By default, the full indexed document is returned as part of all searches. This is referred to as the source (_source
field in the search hits). If we don’t want the entire source document returned, we have the ability to request only a few fields from within source to be returned, or we can set _source
to false to omit the field entirely.
This example shows how to return two fields, account_number
and balance
(inside of _source
), from the search:
curl -XPOST 'localhost:9200/bank/_search?pretty' -d '
{
"query": { "match_all": {} },
"_source": ["account_number", "balance"]
}'
Note that the above example simply reduces the information returned in the _source
field. It will still only return one field named _source
but only the fields account_number
and balance
will be included.
If you come from a SQL background, the above is somewhat similar in concept to the SQL query
SELECT account_number, balance FROM bank;
Now let’s move on to the query part. Previously, we’ve seen how the match_all
query is used to match all documents. Let’s now introduce a new query called the match query, which can be thought of as a basic fielded search query (i.e. a search done against a specific field or set of fields).
This example returns the account with the account_number
set to 20
:
curl -XPOST 'localhost:9200/bank/_search?pretty' -d '
{
"query": { "match": { "account_number": 20 } }
}'
This example returns all accounts containing the term "mill" in the address
:
curl -XPOST 'localhost:9200/bank/_search?pretty' -d '
{
"query": { "match": { "address": "mill" } }
}'
This example returns all accounts containing the term "mill" or "lane" in the address
:
curl -XPOST 'localhost:9200/bank/_search?pretty' -d '
{
"query": { "match": { "address": "mill lane" } }
}'
This example is a variant of match
(match_phrase
) that splits the query into terms and only returns documents that contain all terms in the address
in the same positions relative to each other[1].
curl -XPOST 'localhost:9200/bank/_search?pretty' -d '
{
"query": { "match_phrase": { "address": "mill lane" } }
}'
Let’s now introduce the bool(ean) query.
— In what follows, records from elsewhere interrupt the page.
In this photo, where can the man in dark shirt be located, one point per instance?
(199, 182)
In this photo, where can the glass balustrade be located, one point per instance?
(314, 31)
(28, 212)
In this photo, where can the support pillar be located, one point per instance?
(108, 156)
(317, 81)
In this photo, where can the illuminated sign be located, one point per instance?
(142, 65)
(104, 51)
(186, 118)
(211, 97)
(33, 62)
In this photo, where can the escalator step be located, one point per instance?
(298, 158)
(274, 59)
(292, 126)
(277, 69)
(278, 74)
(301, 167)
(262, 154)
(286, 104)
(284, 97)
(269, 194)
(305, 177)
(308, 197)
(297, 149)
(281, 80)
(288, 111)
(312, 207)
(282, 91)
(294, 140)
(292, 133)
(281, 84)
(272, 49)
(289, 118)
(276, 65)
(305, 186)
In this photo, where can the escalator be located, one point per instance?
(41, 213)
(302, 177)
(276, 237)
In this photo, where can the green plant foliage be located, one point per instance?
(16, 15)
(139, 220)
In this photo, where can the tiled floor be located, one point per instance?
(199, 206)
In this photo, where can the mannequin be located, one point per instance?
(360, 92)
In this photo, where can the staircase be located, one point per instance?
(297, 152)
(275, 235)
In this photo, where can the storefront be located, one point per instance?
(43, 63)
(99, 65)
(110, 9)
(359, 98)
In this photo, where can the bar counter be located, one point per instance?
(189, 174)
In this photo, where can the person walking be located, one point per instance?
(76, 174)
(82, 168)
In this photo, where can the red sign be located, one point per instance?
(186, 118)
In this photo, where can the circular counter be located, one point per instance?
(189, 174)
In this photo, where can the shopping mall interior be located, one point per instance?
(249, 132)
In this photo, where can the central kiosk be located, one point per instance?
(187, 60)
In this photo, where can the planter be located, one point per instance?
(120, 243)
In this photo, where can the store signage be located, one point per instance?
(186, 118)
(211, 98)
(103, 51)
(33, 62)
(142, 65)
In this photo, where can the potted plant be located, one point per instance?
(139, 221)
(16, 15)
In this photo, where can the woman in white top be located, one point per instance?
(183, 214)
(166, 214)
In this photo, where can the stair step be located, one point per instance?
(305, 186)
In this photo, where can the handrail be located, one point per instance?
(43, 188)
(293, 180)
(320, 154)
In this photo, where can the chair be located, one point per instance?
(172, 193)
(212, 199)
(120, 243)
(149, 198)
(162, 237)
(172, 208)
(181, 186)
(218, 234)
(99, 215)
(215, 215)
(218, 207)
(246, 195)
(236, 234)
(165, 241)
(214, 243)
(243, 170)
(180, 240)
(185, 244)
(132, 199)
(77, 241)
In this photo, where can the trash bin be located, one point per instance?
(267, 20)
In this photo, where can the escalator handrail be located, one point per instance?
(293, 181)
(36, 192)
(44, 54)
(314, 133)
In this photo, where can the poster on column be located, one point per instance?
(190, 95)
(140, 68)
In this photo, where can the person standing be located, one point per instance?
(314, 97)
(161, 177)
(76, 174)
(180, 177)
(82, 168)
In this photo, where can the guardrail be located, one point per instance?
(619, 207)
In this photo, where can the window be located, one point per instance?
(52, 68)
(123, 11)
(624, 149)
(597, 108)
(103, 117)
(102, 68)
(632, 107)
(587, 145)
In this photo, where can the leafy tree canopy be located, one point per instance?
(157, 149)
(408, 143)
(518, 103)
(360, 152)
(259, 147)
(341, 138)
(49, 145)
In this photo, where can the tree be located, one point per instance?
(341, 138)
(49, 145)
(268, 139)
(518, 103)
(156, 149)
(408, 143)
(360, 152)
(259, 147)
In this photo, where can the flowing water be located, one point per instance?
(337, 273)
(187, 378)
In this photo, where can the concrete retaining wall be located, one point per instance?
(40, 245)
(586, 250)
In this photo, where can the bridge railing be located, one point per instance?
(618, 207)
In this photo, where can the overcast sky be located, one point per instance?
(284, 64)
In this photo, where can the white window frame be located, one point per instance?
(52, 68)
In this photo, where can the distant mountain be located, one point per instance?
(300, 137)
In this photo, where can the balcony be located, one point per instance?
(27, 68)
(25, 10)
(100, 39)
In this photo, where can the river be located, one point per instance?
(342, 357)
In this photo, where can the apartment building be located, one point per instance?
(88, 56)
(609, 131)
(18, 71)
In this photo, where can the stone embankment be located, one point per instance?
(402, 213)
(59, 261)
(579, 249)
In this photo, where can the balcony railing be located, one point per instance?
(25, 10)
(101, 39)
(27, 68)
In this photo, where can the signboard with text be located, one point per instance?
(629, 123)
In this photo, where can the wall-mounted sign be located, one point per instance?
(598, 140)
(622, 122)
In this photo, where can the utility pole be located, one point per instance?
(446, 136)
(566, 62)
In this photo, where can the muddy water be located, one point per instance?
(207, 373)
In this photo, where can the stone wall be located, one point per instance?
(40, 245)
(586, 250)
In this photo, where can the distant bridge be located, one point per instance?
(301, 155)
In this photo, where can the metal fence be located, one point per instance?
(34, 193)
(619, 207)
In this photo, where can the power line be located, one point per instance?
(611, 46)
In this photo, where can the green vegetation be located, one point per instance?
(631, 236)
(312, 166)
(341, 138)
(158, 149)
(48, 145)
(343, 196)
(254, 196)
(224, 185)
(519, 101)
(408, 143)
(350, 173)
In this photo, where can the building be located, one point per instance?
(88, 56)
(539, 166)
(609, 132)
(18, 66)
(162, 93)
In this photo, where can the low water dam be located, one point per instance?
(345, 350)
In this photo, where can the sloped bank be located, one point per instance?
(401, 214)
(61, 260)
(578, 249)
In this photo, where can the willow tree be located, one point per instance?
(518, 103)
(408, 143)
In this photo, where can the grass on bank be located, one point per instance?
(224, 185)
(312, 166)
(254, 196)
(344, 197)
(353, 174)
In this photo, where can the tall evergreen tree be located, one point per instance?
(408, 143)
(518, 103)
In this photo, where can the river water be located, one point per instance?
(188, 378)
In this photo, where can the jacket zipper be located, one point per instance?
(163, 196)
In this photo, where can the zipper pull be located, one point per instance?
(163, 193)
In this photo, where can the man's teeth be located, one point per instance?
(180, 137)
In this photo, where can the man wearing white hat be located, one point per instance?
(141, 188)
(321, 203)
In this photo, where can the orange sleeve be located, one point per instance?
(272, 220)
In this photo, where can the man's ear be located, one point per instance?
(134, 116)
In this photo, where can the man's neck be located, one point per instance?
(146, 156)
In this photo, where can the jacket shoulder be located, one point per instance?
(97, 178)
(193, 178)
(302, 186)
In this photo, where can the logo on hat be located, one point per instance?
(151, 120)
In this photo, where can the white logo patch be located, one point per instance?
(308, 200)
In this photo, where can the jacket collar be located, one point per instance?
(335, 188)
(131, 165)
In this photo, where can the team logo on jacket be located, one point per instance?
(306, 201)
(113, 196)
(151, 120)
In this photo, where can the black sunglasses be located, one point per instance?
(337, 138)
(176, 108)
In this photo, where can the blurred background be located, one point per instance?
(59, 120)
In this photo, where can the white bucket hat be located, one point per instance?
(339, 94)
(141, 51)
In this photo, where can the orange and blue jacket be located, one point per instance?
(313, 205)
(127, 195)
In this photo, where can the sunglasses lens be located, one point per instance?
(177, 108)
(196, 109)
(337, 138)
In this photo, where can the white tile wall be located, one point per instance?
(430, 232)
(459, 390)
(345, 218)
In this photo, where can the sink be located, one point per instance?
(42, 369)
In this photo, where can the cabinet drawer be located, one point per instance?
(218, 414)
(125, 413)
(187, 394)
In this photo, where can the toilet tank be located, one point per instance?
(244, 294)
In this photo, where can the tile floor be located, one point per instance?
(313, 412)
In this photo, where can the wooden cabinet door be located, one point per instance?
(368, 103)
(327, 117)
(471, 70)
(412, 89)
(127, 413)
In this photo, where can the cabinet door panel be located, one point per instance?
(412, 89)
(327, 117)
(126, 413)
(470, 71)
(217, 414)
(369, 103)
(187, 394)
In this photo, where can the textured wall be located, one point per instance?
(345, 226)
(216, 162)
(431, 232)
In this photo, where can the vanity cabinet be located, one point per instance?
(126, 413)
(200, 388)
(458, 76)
The bool query allows us to compose smaller queries into bigger queries using boolean logic.
This example composes two match queries and returns all accounts containing "mill" and "lane" in the address:
curl -XPOST 'localhost:9200/bank/_search?pretty' -d '
{
"query": {
"bool": {
"must": [
{ "match": { "address": "mill" } },
{ "match": { "address": "lane" } }
]
}
}
}'
In the above example, the bool must
clause specifies all the queries that must be true for a document to be considered a match.
In contrast, this example composes two match queries and returns all accounts containing "mill" or "lane" in the address
:
curl -XPOST 'localhost:9200/bank/_search?pretty' -d '
{
"query": {
"bool": {
"should": [
{ "match": { "address": "mill" } },
{ "match": { "address": "lane" } }
]
}
}
}'
In the above example, the bool should
clause specifies a list of queries either of which must be true for a document to be considered a match.
This example composes two match queries and returns all accounts that contain neither "mill" nor "lane" in the address
:
curl -XPOST 'localhost:9200/bank/_search?pretty' -d '
{
"query": {
"bool": {
"must_not": [
{ "match": { "address": "mill" } },
{ "match": { "address": "lane" } }
]
}
}
}'
In the above example, the bool must_not clause specifies a list of queries none of which must be true for a document to be considered a match.
We can combine must, should, and must_not clauses simultaneously inside a bool query. Furthermore, we can compose bool queries inside any of these bool clauses to mimic any complex multi-level boolean logic.
This example returns all accounts that belong to people who are exactly 40 years old and don’t live in Washington (WA
for short):
curl -XPOST 'localhost:9200/bank/_search?pretty' -d '
{
"query": {
"bool": {
"must": [
{ "match": { "age": "40" } }
],
"must_not": [
{ "match": { "state": "WA" } }
]
}
}
}'